We at MCB have been fairly hard on Dave Dombrowski regarding his bullpen personnel strategy this offseason – as I suppose has the national baseball media as well. The Tigers have shown up on “everybody’s” lists of potential suitors for this free agent reliever and that one, but without so much as a peep from Dombrowski himself who has assured us all that the Tigers are done shopping. We shouldn’t expect any noteworthy changes to be made – and come to terms with the 2014 relief roster we have generally panned.
As I have mentioned before, what seems to be behind this offseason’s bullpen decisions as well as those in the past is a strong preference – an organizational preference at all levels – for guys who throw hard. The Tigers 2014 ‘pen will be down two of it’s softer throwing regulars in Darin Downs and Drew Smyly as well as a moderately hard thrower (by comparison to the Tigers other options) in Joaquin Benoit. Their replacements (Ian Krol, Joba Chamberlain and Joe Nathan) throw harder as a group – we should expect that the Tigers 2014 bullpen will throw a bit harder than the 2013 group on average even if we think of the unit as an organizational one that goes 12 deep. Though the guys that they are replacing were darned good (though Downs only in terms of peripheral stats) the added velocity isn’t something that we should pooh-pooh.
Every baseball fan knows that throwing hard is better, but they may not be familiar with just how much better it is – statistically speaking. I’ll try to explain what exactly throwing harder “does” for the ‘pen in terms of game outcomes using a statistical measure called a “correlation coefficient” (calculated at the team level for every team-season over the past decade). This measures how strongly two things tend to go together, scaled as the percentage of the total variation in one statistic that appears to be due to it moving in lockstep with another things. Everybody knows that throwing harder leads to more strikeouts – right? The “correlation coefficient” between velocity and strikeout percentage is 45.3% – 45.3% of the variation in strikeout percentage tracks variation in velocity, the remaining 54.7% is due to other factors or blind luck.
That’s a pretty strong correlation, the number between ERA and xFIP is only 70% – with the remainder made up (if you’re a believer in the advanced statistics) of some combination of smoke & mirrors and dumb luck. The correlation between velocity and xFIP or SIERA (the “composite ERA”) is about the same as the correlation between velocity and strikeouts: 41.1% and 41.2% respectively. The correlation with ERA is a still-high 29.5%. The higher correlation with xFIP and SIERA isn’t all that surprising as these stats are driven in large part by strikeouts – but that isn’t all there is to it. There seem to be smaller but still “beneficial” correlations between velocity and a whole host of other game outcomes.
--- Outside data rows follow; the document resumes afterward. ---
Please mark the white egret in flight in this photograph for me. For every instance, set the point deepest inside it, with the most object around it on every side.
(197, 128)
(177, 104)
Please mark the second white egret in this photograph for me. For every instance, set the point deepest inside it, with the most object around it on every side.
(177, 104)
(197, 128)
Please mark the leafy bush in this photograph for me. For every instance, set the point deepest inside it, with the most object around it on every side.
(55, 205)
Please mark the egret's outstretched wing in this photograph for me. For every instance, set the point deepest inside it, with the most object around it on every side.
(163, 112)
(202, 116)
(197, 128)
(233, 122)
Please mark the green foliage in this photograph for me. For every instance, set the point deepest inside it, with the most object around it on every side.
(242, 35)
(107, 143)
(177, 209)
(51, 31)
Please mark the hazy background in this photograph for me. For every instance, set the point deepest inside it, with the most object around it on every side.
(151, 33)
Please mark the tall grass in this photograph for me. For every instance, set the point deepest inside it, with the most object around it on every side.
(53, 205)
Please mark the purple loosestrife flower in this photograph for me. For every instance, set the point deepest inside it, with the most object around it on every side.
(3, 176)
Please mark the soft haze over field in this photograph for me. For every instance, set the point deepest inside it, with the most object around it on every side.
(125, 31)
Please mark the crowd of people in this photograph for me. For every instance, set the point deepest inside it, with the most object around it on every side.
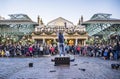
(29, 50)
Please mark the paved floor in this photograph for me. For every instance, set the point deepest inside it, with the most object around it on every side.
(43, 68)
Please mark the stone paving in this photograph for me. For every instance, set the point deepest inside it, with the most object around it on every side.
(43, 68)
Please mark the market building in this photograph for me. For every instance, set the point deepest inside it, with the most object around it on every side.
(73, 34)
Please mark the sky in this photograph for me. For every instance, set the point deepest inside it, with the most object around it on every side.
(49, 10)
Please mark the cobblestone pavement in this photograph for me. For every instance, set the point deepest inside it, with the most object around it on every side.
(43, 68)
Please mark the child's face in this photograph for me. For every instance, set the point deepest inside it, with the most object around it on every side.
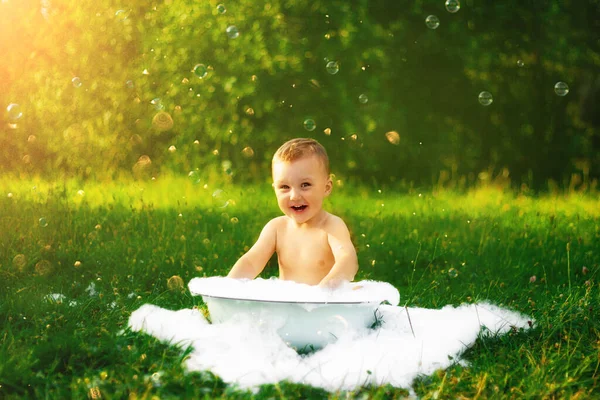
(300, 187)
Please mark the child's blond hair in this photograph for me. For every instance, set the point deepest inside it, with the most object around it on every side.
(301, 147)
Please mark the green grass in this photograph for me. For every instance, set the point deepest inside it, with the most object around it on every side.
(436, 248)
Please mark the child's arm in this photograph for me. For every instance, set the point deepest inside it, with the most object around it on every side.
(253, 262)
(346, 261)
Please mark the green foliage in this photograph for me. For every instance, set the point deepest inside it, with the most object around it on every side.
(129, 238)
(262, 85)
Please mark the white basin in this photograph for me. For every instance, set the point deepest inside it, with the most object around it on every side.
(300, 322)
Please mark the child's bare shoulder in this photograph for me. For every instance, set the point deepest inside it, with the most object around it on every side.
(276, 223)
(334, 223)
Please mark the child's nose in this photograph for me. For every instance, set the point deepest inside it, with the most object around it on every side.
(294, 194)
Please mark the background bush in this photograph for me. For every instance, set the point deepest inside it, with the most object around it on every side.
(260, 87)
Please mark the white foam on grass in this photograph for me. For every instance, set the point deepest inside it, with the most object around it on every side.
(289, 291)
(248, 352)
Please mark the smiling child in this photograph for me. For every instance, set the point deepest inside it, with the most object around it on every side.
(312, 245)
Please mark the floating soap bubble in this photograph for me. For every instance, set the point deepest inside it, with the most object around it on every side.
(432, 22)
(332, 67)
(309, 124)
(157, 103)
(232, 32)
(20, 261)
(452, 273)
(452, 5)
(122, 14)
(219, 198)
(200, 70)
(248, 152)
(14, 112)
(485, 98)
(194, 177)
(393, 137)
(175, 283)
(162, 121)
(226, 167)
(43, 267)
(561, 88)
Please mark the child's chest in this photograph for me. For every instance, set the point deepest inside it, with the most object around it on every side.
(304, 248)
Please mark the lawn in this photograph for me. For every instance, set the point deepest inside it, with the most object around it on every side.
(110, 247)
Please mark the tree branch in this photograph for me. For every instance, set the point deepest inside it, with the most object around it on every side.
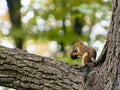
(21, 70)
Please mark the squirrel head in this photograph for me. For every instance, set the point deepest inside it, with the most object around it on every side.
(77, 49)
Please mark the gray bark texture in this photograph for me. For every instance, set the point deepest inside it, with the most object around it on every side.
(24, 71)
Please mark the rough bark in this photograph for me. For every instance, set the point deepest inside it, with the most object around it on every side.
(21, 70)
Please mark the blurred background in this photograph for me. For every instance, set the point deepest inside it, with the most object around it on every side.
(50, 27)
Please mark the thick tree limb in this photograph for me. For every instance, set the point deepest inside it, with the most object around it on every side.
(21, 70)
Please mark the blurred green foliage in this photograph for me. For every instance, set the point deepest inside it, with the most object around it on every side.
(61, 20)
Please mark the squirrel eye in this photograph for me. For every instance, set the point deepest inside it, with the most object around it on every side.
(76, 50)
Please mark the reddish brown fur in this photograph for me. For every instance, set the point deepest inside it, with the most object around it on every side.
(82, 50)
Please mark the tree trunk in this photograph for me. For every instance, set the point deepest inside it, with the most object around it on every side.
(21, 70)
(15, 16)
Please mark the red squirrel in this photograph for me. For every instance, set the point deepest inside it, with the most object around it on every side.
(80, 50)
One thing that extra velocity does not do is make a guy throw strikes – the correlation between velocity and “walk percentage” is tiny but positive, meaning that more velocity goes hand in hand with a higher walk percentage. BUT… a higher velocity is actually correlated with fewer walks per 9 innings (a correlation coefficient of about 4%). The reason that is possible is that guys that throw harder tend to see fewer batters per inning. The correlation between velocity and WHIP is a negative 26%. So what do we get in addition to the extra strikeout here and there? We get a lower BABIP – a correlation coefficient of negative 7.4%. That’s statistical mumbo-jumbo, but just another way of saying that it seems that when a guy throws harder the batter does appear to make at least slightly worse contact. This can also be seen in a correlation coefficient of negative 10.5% between velocity and home run to fly ball ratio and a correlation coefficient of 8.9% between velocity and ground ball rate. The last key thing to point out is that there is a strong correlation between strand rate (LOB%) and velocity at 23.8%. Bullpens that throw harder allow fewer guys to reach base in the first place and they allow fewer of those that do reach to score.
Everyone also knows that not all guys that throw hard throw well – but it’s easy to understand why a tangible attribute that seems so closely related to the ingredients of success would be what Dave Dombrowski pursues above all else. The Tigers had the 6th hardest throwing ‘pen in baseball last year and are likely to move up. The hardest throwing ‘pen was the Royals – who were also almost unarguably the best. The Tigers peripherals were vastly better than their ERA last season – as was also the case for another hard-throwing but mediocre unit in Seattle. If you’re looking for a reason for optimism about next year’s bullpen you can bank on a bullpen that’s top-5 in velocity at least falling in the top half in terms of strand rate (instead of 23rd) and BABIP (instead of 24th) and HR/FB% (instead of 17th).